B Bayes’ Theorem

Brain teaser: A heritable disease occurs randomly in 10% of the population. If someone has the disease, it is passed on to their children with probability 50%. A mother has 1 healthy child. Given this, what’s the conditional probability that the mother has the disease?

Is the answer 10%? Less? More? How do we quantify it?
Let \(M\) be the event that the mother has the disease.
Let \(C\) be the event that the child has the disease.
We want \(P(M\mid \textrm{not } C)\). We have \(P(M)=0.1\) and \(P(\textrm{not }C\mid M)=0.5\).

Solution:

\[P(M \mid \textrm{not } C) = \frac{P(\textrm{not } C \mid M)P(M)}{P(\textrm{not } C)}\]

So we still need \(P(\textrm{not } C)\). This could happen in 2 ways (“law of total probability”)

\[P(\textrm{not } C)=P(\textrm{not } C \mid M)P(M) + P(\textrm{not } C \mid \textrm{not } M)P(\textrm{not } M)\]

We know \(P(\textrm{not } M)=1-P(M)=0.9\). And we assume \(P( C \mid \textrm{not } M)=0.1\) because the child can randomly get the disease like anyone else, so then \(P(\textrm{not } C \mid \textrm{not } M)=1-P( C \mid \textrm{not } M)=0.9\). Finally, then, we’re left with:

\[P(M \mid \textrm{not } C) = \frac{0.5 \times 0.1}{0.5\times 0.1 + 0.9 \times 0.9}\]

Sanity check: this is less than 10%. That’s what our intuition told us.

We can get what we need using Bayes’ Theorem.
We’ve seen above that, for events \(A\) and \(B\), \(P(A,B)=P(A\mid B)P(B)\).
We can also write this as \(P(A,B)=P(B\mid A)P(A)\).
Since these are equal, we get the famous Bayes’ theorem:

\[P(A\mid B)=\frac{P(B\mid A)P(A)}{P(B)}\]

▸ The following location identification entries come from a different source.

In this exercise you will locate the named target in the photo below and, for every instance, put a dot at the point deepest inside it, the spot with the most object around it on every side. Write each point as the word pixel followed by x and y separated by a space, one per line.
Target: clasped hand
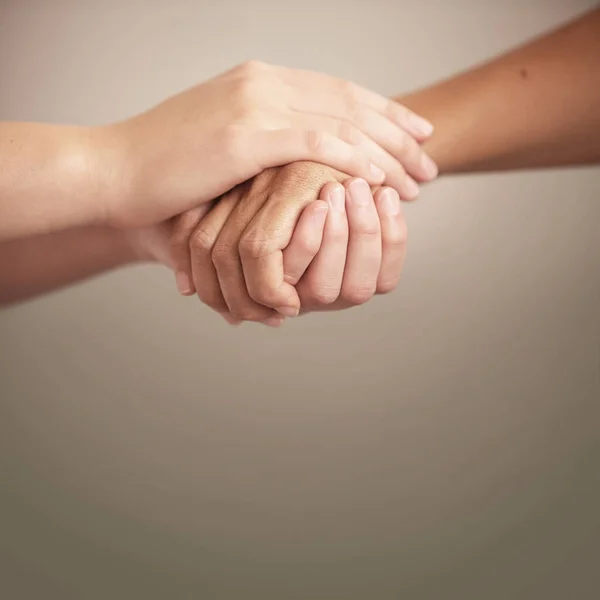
pixel 271 191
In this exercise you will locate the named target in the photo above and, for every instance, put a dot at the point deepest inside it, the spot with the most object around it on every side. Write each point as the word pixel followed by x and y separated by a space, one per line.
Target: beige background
pixel 442 442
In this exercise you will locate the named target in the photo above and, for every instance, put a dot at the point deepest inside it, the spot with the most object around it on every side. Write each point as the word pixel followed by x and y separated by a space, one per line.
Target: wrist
pixel 103 157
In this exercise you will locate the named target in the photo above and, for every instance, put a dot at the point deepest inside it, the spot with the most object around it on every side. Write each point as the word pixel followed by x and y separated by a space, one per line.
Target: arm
pixel 537 106
pixel 46 179
pixel 40 264
pixel 177 156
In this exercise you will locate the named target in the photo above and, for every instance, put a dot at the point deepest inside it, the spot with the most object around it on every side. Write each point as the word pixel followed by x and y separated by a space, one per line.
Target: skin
pixel 534 107
pixel 197 145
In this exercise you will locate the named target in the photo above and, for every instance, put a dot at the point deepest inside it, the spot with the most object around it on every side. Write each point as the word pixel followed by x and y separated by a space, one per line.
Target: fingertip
pixel 184 284
pixel 388 202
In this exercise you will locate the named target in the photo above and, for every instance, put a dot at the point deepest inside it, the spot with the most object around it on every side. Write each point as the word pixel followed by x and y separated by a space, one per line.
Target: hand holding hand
pixel 203 142
pixel 267 236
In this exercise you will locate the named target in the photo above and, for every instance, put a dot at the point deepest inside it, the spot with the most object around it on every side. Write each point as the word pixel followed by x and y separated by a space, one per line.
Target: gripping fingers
pixel 321 284
pixel 179 242
pixel 364 248
pixel 201 246
pixel 306 241
pixel 393 239
pixel 282 146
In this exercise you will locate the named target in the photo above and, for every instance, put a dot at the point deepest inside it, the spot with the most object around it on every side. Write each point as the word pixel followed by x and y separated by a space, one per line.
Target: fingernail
pixel 390 203
pixel 231 320
pixel 377 172
pixel 273 321
pixel 319 213
pixel 338 199
pixel 288 311
pixel 429 167
pixel 183 283
pixel 411 189
pixel 420 125
pixel 360 192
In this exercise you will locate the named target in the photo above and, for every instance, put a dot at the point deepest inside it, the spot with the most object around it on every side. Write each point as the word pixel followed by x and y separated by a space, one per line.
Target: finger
pixel 393 239
pixel 272 148
pixel 395 173
pixel 306 241
pixel 384 135
pixel 227 260
pixel 347 95
pixel 322 282
pixel 179 243
pixel 201 245
pixel 363 260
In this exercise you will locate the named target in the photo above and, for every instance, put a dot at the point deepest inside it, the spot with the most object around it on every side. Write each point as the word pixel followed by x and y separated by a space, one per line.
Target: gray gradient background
pixel 442 442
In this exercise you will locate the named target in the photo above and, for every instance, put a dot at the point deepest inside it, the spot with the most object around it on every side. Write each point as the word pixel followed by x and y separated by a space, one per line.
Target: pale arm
pixel 50 179
pixel 40 264
pixel 537 106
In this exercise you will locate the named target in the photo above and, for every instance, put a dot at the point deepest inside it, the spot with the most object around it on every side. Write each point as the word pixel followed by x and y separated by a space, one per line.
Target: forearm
pixel 51 178
pixel 537 106
pixel 40 264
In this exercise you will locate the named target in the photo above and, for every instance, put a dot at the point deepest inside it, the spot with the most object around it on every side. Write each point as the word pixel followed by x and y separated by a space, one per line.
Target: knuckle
pixel 202 240
pixel 223 254
pixel 232 140
pixel 351 133
pixel 309 245
pixel 368 229
pixel 387 285
pixel 398 237
pixel 254 246
pixel 314 141
pixel 264 295
pixel 359 294
pixel 322 294
pixel 246 313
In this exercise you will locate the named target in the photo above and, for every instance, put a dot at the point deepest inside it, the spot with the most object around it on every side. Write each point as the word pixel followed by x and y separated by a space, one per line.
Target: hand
pixel 201 143
pixel 234 258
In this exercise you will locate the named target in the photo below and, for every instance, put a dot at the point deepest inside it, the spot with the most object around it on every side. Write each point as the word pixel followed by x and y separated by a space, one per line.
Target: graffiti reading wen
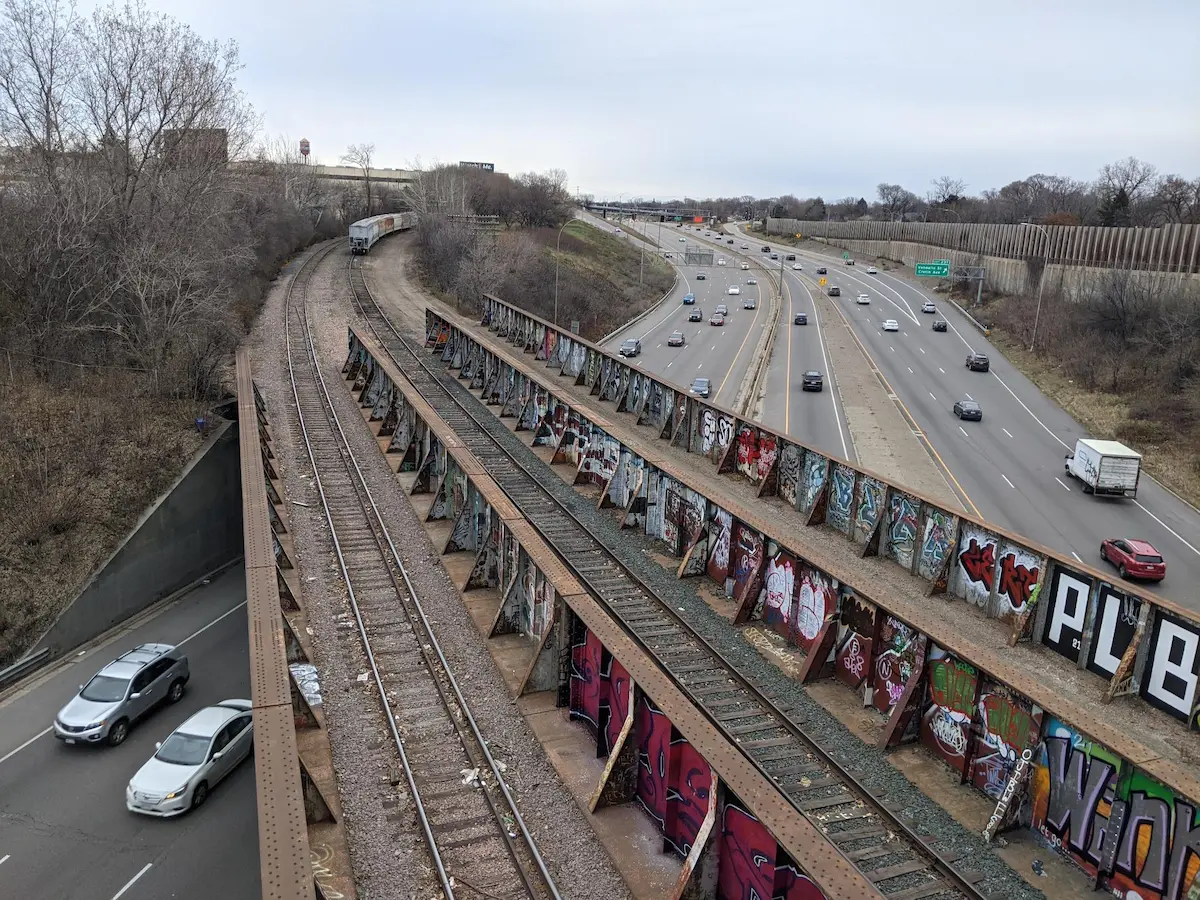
pixel 1080 792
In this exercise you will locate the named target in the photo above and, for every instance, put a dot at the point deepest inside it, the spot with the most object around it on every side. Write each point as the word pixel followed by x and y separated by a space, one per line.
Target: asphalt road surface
pixel 64 828
pixel 1008 468
pixel 815 418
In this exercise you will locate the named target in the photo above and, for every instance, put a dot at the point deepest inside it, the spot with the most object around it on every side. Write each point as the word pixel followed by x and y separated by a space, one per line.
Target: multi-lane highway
pixel 1007 468
pixel 64 828
pixel 725 353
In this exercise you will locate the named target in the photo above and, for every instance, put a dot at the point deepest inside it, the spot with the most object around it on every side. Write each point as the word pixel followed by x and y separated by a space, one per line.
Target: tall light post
pixel 558 261
pixel 1042 280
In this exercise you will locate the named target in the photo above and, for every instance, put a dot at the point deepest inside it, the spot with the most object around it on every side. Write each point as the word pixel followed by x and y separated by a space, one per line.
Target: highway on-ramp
pixel 64 828
pixel 1008 468
pixel 815 418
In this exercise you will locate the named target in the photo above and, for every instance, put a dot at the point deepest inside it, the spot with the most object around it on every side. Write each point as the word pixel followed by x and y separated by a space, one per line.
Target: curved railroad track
pixel 477 839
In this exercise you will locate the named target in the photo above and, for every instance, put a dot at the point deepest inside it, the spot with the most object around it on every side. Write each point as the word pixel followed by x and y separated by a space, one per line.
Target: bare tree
pixel 360 156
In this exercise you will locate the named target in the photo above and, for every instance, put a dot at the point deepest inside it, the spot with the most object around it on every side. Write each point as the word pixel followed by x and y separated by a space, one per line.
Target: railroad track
pixel 869 833
pixel 478 841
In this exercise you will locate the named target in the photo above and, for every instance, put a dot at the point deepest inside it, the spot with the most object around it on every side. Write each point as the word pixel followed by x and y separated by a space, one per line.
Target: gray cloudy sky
pixel 666 97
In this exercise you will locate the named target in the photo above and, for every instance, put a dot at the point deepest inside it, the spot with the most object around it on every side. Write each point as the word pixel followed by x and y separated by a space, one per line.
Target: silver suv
pixel 121 693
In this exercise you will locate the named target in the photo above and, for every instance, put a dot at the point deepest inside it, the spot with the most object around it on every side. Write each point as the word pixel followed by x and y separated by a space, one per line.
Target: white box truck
pixel 1105 467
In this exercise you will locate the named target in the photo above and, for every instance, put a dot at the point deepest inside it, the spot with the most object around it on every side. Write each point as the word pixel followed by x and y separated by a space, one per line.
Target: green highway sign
pixel 939 269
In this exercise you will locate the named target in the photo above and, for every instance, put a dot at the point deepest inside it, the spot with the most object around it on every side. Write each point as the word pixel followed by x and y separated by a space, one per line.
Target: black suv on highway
pixel 978 363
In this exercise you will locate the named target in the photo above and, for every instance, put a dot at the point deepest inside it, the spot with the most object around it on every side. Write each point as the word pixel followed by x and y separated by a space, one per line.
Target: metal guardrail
pixel 22 667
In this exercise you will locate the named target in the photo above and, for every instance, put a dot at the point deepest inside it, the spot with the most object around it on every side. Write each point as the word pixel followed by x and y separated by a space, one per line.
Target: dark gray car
pixel 121 693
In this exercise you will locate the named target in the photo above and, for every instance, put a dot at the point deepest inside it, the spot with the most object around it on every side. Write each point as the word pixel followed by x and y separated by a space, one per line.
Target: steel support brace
pixel 699 874
pixel 618 781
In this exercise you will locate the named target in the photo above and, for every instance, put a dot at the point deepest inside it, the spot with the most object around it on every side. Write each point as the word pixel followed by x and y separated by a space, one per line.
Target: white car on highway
pixel 192 760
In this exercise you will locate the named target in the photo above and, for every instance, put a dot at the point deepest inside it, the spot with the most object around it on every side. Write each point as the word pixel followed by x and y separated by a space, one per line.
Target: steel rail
pixel 414 612
pixel 916 844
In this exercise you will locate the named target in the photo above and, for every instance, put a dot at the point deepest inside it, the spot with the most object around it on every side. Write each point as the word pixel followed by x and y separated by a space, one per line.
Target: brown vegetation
pixel 601 280
pixel 1123 361
pixel 132 257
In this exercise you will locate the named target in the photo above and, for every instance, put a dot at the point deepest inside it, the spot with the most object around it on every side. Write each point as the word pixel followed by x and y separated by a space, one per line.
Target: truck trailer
pixel 1105 467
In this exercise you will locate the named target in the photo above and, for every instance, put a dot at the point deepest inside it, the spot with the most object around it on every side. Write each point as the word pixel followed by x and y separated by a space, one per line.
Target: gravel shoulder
pixel 388 855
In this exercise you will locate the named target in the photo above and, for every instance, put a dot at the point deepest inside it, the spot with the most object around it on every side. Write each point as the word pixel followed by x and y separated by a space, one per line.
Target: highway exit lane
pixel 1009 467
pixel 64 828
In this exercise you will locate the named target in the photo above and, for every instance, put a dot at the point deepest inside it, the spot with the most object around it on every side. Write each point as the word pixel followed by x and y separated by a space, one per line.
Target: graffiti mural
pixel 768 453
pixel 653 731
pixel 895 660
pixel 708 432
pixel 903 513
pixel 1007 724
pixel 975 573
pixel 815 468
pixel 720 540
pixel 747 868
pixel 586 679
pixel 1080 790
pixel 790 474
pixel 946 723
pixel 1017 574
pixel 841 498
pixel 747 557
pixel 935 544
pixel 855 641
pixel 748 451
pixel 688 795
pixel 613 702
pixel 870 504
pixel 816 601
pixel 780 582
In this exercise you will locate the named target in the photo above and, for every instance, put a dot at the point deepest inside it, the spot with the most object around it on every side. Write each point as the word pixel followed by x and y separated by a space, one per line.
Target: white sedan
pixel 190 762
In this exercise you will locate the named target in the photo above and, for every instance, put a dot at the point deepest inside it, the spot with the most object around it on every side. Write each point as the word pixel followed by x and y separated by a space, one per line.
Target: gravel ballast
pixel 388 279
pixel 388 853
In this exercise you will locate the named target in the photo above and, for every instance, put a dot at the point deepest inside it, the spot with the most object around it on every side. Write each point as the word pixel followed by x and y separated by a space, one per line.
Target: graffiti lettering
pixel 1017 581
pixel 979 563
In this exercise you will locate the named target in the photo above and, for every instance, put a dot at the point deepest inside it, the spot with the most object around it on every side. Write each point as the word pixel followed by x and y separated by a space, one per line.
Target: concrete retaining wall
pixel 187 533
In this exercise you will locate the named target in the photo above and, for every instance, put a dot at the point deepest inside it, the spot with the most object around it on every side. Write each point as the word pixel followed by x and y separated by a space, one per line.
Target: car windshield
pixel 105 689
pixel 183 749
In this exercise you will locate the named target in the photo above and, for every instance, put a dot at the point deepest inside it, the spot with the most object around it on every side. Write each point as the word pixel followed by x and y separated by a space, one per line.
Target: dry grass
pixel 1168 459
pixel 79 462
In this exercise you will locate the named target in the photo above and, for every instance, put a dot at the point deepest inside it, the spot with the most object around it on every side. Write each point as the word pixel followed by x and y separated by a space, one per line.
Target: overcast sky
pixel 717 97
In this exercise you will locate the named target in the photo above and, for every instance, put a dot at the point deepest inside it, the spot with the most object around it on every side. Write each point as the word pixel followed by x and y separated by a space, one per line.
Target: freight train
pixel 366 232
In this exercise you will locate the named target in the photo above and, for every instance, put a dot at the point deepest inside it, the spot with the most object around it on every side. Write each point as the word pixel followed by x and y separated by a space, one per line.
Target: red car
pixel 1134 558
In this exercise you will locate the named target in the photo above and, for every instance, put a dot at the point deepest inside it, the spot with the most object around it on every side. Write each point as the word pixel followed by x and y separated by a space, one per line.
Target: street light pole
pixel 1042 280
pixel 558 261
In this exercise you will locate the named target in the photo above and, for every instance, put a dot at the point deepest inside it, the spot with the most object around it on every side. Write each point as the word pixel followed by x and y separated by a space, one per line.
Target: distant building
pixel 186 148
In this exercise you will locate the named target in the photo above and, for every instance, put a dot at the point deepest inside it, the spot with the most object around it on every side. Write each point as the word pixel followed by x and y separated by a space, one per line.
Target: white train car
pixel 366 232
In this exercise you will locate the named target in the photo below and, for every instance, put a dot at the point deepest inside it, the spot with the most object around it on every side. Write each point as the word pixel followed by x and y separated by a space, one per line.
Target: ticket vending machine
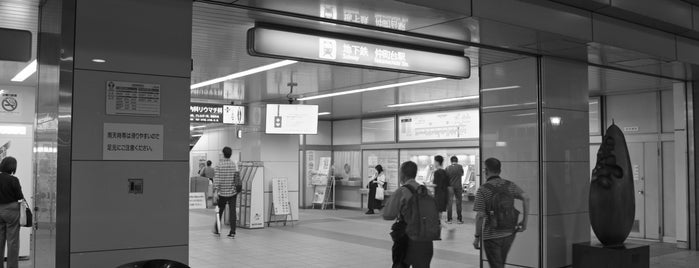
pixel 251 208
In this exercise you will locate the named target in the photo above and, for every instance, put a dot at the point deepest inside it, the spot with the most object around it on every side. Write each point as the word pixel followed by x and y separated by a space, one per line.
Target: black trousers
pixel 496 250
pixel 230 201
pixel 419 254
pixel 455 193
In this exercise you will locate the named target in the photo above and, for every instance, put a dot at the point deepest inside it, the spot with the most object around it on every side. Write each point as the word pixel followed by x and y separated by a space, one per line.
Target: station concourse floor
pixel 348 238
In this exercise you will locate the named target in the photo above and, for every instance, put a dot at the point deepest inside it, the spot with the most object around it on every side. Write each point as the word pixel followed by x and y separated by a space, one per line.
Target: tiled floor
pixel 347 238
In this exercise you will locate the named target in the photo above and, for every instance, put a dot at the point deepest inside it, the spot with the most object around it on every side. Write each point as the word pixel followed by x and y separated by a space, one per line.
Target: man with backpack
pixel 497 219
pixel 418 222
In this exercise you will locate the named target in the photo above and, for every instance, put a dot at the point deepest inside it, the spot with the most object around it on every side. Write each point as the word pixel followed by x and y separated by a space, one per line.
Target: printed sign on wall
pixel 130 98
pixel 132 142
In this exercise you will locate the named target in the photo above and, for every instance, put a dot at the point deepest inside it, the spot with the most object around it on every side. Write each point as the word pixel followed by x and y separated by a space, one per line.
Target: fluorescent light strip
pixel 371 89
pixel 243 73
pixel 25 73
pixel 498 88
pixel 432 101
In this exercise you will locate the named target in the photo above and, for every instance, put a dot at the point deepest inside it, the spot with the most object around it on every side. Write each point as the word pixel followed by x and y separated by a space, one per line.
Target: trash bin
pixel 154 264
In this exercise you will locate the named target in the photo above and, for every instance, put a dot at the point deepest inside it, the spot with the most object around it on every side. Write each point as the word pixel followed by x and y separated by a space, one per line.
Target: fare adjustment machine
pixel 252 195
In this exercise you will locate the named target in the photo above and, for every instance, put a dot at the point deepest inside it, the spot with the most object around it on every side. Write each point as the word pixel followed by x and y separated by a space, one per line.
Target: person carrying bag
pixel 10 212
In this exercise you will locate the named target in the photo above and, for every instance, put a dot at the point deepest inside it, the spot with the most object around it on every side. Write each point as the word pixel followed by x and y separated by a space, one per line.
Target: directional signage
pixel 357 52
pixel 205 113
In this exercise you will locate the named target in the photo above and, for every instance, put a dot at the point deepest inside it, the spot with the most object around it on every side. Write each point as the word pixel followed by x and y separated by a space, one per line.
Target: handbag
pixel 379 192
pixel 26 219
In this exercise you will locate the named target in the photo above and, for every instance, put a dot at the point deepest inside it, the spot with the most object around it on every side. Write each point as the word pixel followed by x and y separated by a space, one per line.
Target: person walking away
pixel 417 224
pixel 10 194
pixel 208 171
pixel 496 222
pixel 226 188
pixel 456 189
pixel 441 182
pixel 378 181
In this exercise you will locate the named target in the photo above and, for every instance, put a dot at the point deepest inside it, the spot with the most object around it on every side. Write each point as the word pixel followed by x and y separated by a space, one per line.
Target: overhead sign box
pixel 358 52
pixel 205 113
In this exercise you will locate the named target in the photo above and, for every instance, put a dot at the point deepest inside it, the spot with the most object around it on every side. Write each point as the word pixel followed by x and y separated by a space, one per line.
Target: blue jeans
pixel 496 250
pixel 9 232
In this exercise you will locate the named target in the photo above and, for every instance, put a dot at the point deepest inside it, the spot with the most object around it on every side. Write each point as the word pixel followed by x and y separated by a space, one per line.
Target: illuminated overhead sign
pixel 356 52
pixel 205 113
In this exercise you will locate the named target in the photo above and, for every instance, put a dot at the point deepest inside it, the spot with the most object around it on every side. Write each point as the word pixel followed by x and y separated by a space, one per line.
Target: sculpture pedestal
pixel 588 255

(0.5*0.1)/(0.5*0.1+0.9*0.9)

## [1] 0.05813953

Follow-up question: What’s the conditional probability that the next child will have the disease?

Suppose a drug test produces a positive result with probability 0.99 for drug users, \(P(T = 1\mid D = 1) = 0.99\). It also produces a negative result with probability \(0.99\) for non-drug users, \(P(T = 0\mid D = 0) = 0.99\). The probability that a random person uses the drug is \(0.001\), so \(P(D = 1) = 0.001\). What is the probability that a random person who tests positive is not actually a user, \(P(D = 0 \mid T = 1)\)?